Albert Forster attendended the Humanistische Gymnasium
in Fürth from 1912 to 1920. He became member of the SA of Fürth
in 1923, and observed the high treason process against Ludendorff, Hitler and further eight accused, which took place from 26 February to 1 April
1924, in the court of Munich.
He became Gauliter (governor) of the province Danzig-West
Prussia from 1939 to 1945. He persued
a policy of assimilation of the Poles in his area of responsibility,
in which he simply declared them to be German. This policy was in direct
contrast to what was going on in the Warthegau by Gauliter Arthur Greiser.

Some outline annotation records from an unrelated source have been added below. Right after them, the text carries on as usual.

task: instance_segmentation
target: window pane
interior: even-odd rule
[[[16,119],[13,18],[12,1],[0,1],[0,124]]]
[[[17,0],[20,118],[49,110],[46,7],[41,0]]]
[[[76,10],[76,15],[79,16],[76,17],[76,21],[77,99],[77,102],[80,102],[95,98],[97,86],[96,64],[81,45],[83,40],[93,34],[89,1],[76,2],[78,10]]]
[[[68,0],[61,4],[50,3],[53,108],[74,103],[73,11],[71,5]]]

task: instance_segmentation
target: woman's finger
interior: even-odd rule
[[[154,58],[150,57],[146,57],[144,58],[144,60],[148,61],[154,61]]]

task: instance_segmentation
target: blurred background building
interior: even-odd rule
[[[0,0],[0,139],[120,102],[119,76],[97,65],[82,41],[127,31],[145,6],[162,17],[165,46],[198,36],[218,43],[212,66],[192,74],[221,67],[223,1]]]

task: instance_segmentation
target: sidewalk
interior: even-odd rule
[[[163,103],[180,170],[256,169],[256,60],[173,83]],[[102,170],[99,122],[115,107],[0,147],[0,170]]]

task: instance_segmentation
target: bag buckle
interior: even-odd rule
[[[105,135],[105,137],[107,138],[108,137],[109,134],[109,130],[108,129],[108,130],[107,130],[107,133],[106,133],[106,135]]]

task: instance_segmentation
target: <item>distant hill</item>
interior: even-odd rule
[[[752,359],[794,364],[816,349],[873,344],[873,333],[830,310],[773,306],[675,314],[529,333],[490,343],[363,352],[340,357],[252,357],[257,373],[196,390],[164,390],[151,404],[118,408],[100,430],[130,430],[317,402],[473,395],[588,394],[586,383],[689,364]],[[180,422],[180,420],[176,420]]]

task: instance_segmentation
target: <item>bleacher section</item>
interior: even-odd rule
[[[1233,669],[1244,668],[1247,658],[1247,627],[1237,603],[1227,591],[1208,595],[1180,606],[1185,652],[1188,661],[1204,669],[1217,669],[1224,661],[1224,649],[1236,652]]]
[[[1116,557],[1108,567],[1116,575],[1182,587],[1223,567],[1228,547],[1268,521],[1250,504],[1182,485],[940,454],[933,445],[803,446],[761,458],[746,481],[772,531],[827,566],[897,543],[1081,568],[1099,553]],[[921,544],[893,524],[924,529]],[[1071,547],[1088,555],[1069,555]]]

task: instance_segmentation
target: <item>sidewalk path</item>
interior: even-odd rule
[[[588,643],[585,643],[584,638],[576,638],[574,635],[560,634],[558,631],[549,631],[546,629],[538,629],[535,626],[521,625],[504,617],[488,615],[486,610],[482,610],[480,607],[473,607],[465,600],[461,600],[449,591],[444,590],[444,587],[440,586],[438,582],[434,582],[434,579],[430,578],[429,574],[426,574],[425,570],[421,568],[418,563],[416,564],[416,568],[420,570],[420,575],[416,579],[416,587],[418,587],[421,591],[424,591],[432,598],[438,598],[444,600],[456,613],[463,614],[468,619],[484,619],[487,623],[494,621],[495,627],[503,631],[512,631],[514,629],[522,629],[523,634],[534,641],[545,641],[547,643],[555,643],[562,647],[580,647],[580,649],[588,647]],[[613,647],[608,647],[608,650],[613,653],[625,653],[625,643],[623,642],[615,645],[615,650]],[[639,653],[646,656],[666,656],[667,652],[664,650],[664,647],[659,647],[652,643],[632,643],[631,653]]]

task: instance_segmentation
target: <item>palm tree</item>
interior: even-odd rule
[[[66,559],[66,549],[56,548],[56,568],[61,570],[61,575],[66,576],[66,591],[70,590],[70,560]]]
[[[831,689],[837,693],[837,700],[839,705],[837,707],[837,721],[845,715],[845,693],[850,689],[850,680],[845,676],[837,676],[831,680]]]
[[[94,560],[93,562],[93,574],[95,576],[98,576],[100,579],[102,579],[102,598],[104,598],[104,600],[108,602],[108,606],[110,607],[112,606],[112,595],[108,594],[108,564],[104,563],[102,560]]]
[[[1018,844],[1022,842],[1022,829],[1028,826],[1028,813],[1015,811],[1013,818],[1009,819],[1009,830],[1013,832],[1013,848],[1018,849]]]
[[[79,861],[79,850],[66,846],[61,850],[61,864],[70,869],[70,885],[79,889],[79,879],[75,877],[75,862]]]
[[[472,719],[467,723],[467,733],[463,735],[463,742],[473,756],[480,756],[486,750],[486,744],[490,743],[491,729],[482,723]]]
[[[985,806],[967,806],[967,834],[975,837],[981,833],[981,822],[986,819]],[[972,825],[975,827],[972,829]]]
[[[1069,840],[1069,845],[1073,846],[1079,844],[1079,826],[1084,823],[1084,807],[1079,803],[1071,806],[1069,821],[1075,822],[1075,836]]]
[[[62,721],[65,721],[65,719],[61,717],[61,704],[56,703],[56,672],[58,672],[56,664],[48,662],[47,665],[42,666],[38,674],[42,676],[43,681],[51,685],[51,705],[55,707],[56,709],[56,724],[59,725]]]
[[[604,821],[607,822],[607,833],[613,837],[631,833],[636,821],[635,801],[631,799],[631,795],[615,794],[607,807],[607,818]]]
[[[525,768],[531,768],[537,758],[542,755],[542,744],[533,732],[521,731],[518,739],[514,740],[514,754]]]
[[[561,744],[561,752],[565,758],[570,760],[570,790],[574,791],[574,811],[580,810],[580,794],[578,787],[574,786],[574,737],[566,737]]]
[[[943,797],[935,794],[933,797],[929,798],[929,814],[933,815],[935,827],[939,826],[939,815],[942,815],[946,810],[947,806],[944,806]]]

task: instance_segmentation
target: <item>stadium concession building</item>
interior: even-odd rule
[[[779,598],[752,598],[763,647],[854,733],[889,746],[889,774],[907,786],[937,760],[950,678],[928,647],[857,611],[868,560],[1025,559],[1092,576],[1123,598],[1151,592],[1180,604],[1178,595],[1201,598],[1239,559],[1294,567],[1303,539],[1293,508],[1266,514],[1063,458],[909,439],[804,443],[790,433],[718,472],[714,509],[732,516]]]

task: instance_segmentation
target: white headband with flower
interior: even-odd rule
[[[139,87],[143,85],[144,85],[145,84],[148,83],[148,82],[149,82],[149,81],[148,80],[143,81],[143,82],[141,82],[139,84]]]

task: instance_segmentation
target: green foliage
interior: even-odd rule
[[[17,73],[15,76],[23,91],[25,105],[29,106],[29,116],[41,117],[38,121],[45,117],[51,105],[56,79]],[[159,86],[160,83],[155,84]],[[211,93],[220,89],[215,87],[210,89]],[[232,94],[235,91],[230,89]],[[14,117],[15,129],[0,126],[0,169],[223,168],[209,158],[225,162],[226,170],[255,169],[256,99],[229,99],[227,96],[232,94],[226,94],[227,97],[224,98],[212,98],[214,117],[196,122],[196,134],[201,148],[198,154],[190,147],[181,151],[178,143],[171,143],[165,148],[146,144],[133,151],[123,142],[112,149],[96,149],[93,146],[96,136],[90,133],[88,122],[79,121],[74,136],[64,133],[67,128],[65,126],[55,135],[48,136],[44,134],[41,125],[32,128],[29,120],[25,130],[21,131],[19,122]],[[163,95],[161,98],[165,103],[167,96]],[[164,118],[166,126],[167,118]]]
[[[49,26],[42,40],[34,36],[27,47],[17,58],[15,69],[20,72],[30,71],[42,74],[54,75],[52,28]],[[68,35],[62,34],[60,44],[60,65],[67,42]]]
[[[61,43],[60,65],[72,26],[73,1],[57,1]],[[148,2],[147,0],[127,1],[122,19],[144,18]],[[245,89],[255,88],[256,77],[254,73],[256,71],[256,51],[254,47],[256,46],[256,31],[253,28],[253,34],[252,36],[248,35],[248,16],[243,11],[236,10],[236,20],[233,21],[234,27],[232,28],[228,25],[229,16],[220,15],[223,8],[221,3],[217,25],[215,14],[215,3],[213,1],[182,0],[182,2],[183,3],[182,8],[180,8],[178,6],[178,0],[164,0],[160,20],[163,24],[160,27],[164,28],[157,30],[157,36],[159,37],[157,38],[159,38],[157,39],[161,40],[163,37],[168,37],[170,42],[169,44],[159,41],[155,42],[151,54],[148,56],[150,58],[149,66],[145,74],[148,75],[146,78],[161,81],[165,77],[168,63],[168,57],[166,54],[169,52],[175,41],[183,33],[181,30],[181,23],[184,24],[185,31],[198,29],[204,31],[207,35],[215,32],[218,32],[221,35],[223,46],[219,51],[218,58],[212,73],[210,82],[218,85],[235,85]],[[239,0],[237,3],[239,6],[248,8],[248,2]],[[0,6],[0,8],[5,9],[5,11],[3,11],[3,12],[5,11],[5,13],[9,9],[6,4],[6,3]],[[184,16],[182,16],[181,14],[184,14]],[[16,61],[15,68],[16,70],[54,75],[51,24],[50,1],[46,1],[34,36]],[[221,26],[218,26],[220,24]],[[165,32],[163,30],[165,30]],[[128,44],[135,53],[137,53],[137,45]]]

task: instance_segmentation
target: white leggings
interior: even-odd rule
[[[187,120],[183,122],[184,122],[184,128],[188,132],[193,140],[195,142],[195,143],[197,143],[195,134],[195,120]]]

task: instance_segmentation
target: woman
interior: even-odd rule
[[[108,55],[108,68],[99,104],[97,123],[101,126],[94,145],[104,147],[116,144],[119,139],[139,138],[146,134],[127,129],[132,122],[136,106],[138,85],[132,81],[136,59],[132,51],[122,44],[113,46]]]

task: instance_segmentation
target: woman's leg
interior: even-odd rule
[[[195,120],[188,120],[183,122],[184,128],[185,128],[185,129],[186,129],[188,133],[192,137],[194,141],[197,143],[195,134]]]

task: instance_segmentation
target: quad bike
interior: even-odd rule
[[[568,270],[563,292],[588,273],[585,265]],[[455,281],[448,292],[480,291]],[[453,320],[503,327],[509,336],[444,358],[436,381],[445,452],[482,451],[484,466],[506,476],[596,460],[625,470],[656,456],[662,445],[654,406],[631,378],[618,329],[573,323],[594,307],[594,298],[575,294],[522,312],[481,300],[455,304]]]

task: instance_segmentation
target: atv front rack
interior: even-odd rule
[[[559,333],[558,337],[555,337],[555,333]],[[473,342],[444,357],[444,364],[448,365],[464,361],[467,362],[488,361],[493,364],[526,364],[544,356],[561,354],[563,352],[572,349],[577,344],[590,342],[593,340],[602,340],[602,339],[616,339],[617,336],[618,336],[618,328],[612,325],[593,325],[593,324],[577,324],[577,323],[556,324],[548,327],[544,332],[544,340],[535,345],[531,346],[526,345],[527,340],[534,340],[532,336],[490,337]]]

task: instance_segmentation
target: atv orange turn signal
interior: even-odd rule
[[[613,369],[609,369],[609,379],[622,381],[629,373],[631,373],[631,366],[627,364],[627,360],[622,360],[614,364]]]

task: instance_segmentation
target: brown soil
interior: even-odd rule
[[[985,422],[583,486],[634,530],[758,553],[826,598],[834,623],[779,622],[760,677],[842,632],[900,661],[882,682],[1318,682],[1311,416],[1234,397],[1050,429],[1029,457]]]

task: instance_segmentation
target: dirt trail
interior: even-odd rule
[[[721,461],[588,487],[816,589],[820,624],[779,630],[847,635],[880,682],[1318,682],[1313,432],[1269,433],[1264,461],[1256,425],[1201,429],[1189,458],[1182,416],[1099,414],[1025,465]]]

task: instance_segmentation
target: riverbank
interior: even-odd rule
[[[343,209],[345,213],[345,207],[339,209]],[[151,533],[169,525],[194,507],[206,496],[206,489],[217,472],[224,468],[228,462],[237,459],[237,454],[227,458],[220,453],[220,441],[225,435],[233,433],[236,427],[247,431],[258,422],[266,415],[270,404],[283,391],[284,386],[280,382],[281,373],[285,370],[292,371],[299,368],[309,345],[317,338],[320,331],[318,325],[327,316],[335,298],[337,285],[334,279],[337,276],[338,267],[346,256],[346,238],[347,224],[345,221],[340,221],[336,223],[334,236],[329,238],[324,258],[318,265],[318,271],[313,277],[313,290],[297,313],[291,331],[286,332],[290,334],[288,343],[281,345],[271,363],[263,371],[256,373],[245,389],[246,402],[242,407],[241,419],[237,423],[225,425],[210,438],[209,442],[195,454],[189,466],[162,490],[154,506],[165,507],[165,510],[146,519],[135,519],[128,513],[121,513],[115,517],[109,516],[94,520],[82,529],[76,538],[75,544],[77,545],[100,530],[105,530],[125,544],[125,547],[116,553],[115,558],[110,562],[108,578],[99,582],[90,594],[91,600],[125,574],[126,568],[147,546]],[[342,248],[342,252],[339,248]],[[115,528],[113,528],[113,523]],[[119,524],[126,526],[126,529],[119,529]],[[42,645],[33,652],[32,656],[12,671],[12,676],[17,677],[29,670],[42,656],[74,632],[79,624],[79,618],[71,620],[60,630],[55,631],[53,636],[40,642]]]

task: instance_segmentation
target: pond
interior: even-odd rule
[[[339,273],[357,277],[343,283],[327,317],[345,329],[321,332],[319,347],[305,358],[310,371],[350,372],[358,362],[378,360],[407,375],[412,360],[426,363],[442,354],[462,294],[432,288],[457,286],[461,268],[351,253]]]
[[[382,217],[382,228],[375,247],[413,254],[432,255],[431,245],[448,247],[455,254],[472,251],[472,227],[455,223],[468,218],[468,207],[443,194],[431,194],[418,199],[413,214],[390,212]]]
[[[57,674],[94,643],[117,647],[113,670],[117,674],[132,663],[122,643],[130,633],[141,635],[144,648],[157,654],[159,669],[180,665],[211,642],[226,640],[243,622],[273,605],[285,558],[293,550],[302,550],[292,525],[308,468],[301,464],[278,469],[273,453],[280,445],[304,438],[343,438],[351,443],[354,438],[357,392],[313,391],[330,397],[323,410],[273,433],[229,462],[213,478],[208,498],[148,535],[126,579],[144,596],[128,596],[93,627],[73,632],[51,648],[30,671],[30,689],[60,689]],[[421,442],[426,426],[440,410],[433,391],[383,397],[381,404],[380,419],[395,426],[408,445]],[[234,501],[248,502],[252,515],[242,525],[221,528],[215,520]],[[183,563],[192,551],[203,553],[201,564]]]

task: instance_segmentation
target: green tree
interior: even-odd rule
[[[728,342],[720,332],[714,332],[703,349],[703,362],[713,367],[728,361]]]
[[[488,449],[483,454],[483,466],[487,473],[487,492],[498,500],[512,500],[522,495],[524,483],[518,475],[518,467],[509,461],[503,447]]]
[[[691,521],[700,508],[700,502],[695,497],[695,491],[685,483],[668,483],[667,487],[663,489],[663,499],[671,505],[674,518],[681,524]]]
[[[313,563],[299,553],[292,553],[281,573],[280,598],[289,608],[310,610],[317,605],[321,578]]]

Griser zealously persued a policy of ethnic cleansing and had complained
to SS Reichsfuhrer Heinrich
Himmler that Forster's assimilation policy was against Nazi racial theory. When Himmler threatened Forster over this issue,
Forster simply ignored him, realizing that Hitler allowed each Gauliter
to run his area as he saw fit.
Despite his relatively mild administration of occupied
Polish Territory, Forster was responsible of expulsion of several hundred
thousands Poles to the General Governement and Stutthof concentration camp. He was also one of the responsibles for mass murder
at Piasnica, where approximately 60 000 Polish and Kashub inteligentsia
After the war he was condemed by Polish court for war
crimes and crimes against humanity, and was hanged in 1947.